Foto: Hugo Humberto Plácido da Silva

Dentro de los penales femeninos del D.F., la educación/capacitación de las mujeres es en su mayoría readaptativa, sí, pero a su rol de mujeres que no merecen una propuesta laboral digna y diversa; pareciera que el concepto de readaptación se reduce a reacondicionar a las mujeres a su lugar de “damitas” que se dedican a las labores manuales, cuyas habilidades y eficiencia laboral no rebasan las tareas más tediosas y repetitivas (incontables cursos de rafia, migajón, ensartado de collarcitos). La paga es ridícula: 150 a 250 pesos a la semana con días de hasta 10 horas de trabajo. Además, la situación en salud sexual y la maternidad es alarmante: los servicios ginecológicos son nulos, y no existen, o son precarias, las guarderías y otros servicios para niños o bebés en prisión.

Requerimos acciones de carácter pedagógico y educativo: una política que favorezca la diversidad de funciones de las mujeres, que incida con equidad en las relaciones entre los géneros y, de manera muy especial, en la forma en que son percibidas por la justicia; sobre todo, una transformación radical de las opciones educativas y sexuales en las cárceles de nuestra ciudad.

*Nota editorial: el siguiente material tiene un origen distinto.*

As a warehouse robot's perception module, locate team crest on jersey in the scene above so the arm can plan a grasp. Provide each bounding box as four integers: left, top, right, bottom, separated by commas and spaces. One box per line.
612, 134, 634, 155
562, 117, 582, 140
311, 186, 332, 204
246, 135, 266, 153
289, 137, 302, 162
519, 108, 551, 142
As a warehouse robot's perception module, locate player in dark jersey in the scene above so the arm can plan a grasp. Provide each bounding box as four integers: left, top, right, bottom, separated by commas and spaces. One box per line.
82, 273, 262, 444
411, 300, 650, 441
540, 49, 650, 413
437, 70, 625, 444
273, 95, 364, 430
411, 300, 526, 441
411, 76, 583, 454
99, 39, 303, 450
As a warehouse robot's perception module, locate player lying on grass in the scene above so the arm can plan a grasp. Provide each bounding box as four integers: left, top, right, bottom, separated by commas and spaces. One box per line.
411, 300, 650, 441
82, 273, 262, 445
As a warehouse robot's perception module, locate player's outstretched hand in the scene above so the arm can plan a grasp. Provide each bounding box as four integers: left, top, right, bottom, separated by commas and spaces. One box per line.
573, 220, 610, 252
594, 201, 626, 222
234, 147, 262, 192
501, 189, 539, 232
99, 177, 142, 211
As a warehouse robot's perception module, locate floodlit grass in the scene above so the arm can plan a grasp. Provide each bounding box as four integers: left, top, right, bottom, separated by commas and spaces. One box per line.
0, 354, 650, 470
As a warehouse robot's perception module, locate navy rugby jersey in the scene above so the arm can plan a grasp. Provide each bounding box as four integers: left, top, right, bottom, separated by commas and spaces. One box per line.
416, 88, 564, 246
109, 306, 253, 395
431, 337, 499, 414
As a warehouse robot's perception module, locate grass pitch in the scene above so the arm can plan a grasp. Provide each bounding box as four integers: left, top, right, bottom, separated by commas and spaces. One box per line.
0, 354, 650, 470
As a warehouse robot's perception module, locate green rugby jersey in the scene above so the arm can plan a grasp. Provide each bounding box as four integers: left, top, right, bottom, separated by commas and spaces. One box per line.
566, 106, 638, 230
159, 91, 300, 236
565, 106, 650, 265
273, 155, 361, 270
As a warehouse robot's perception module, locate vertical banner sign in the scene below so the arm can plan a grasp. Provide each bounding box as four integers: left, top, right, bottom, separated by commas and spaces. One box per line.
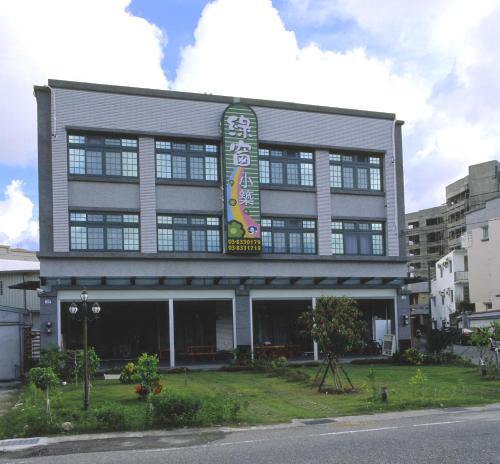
222, 103, 262, 253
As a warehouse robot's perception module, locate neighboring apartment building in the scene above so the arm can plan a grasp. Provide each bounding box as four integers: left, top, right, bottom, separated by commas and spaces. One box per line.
464, 198, 500, 327
35, 80, 410, 366
406, 206, 446, 280
406, 160, 500, 278
0, 245, 40, 381
431, 249, 469, 329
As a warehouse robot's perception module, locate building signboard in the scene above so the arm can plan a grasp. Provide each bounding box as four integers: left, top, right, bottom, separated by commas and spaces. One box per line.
222, 103, 262, 254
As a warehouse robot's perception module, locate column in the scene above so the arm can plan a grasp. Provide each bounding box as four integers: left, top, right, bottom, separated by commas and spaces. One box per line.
314, 150, 332, 255
312, 298, 319, 361
168, 298, 175, 368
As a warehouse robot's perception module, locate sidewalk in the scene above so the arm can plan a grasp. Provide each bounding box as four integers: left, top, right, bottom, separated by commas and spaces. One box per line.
0, 382, 19, 416
0, 403, 500, 463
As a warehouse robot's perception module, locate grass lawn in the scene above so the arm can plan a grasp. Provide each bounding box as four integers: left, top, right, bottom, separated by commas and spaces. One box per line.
0, 365, 500, 438
40, 365, 500, 424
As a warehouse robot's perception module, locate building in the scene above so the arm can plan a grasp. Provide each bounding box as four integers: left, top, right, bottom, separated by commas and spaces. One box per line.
406, 206, 447, 280
406, 160, 500, 279
0, 245, 40, 381
35, 80, 410, 366
431, 248, 469, 329
464, 198, 500, 327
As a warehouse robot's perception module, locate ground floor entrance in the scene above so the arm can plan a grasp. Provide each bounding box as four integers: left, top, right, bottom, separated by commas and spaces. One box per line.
54, 289, 406, 367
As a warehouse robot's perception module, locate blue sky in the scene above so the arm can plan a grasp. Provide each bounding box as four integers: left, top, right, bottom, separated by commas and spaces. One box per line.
0, 0, 500, 248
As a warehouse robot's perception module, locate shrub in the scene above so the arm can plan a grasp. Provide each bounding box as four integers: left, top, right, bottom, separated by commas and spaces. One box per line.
94, 404, 127, 431
197, 395, 241, 425
426, 329, 457, 353
152, 392, 202, 427
133, 353, 163, 399
38, 348, 68, 380
403, 348, 424, 366
120, 363, 136, 383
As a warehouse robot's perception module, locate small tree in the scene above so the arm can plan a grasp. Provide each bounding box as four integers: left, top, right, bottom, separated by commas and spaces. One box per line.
470, 327, 492, 360
28, 367, 59, 414
133, 353, 162, 401
301, 296, 367, 392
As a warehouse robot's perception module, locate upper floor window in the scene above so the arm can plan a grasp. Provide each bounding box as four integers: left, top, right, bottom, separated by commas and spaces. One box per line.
69, 212, 140, 251
330, 153, 382, 191
68, 134, 138, 177
332, 221, 385, 256
259, 148, 314, 187
262, 218, 316, 255
155, 140, 219, 182
157, 214, 221, 253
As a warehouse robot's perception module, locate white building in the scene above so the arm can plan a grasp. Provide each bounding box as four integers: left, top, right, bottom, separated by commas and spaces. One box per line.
464, 197, 500, 327
431, 249, 468, 329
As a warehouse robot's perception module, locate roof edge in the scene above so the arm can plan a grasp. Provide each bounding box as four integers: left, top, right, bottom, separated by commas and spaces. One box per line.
46, 79, 398, 124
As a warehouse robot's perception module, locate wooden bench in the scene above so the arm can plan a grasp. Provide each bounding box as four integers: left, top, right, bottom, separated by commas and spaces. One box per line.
186, 345, 217, 363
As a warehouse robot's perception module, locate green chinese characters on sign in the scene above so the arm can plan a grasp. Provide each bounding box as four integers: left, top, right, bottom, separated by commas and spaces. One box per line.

No, el D.F. no es un espacio con equidad. La misma impronta educativa, de conciencia y de transformación que nos llevó a entender las diferencias entre hombres y mujeres, y a favor apoyar la decisión de éstas sobre sus cuerpos en la despenalización del aborto, debe ahora llevarnos a influir en los jueces y en el sistema penal, que condena con dureza a las mujeres que delinquen, intenta readaptarlas para la minusvalía y castiga con excesos inimaginables a aquellas que abortan.

Marisa Belausteguigoitia Rius es directora del Programa para Estudios de Género (PUEG) en la UNAM.


1 NOM-046-Ssa Violencia familiar, sexual y contra las mujeres.